99% of programmers are law-abiding citizens...
When dispensing advice, people often pluck the proportion “99%” out of the air as a way of saying “overwhelmingly likely.” As in:
- 99% of the web applications out there should use an RDBMS as their back end store, not some roll-your-own persistence mechanism, or;
- Iteration works just fine for 99% of the things you do with collections, or;
- 99% of businesses should run on lock-in, proprietary operating systems and platforms.
Now 99% is obviously a junk number, just like 199/200
. But let’s hand wave and say that it’s close enough to the truth. What does that mean?

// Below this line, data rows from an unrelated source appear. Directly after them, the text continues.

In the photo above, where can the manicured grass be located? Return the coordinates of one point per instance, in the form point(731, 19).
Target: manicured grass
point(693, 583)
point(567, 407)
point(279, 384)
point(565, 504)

For example, if you’re deciding how to build persistence into a web application, what does “99%” tell us about using an RDBMS? I’d say, not very much. For starters, if you build seventy web application in your entire career, there’s a fifty-fifty chance one of them should have used something other than an RDBMS.
That tells me that you can’t discard other options and just say that “every web application should use an RDBMS.” 99% is a lot of them, but not so many that we can afford to ignore the 1%.
If we were buying one hundred stocks, we would do very well if ninety-nine of them make money and one loses… unless the one loser loses us more money than the other ninety-nine make for us. When it comes to technology choices, we don’t just make a single wild bet (“every application will have an RDBMS”). We have the option of investigating the application and our options before making a choice.
So when I read a SWAG like “iteration works just fine for 99% of the things you do with collections,” I make a mental note to look for the 1% of the cases where iteration doesn’t work.
They may be few and far between, but they’ll pop up enough to make knowing how to use map, reduce, and recursion worthwhile.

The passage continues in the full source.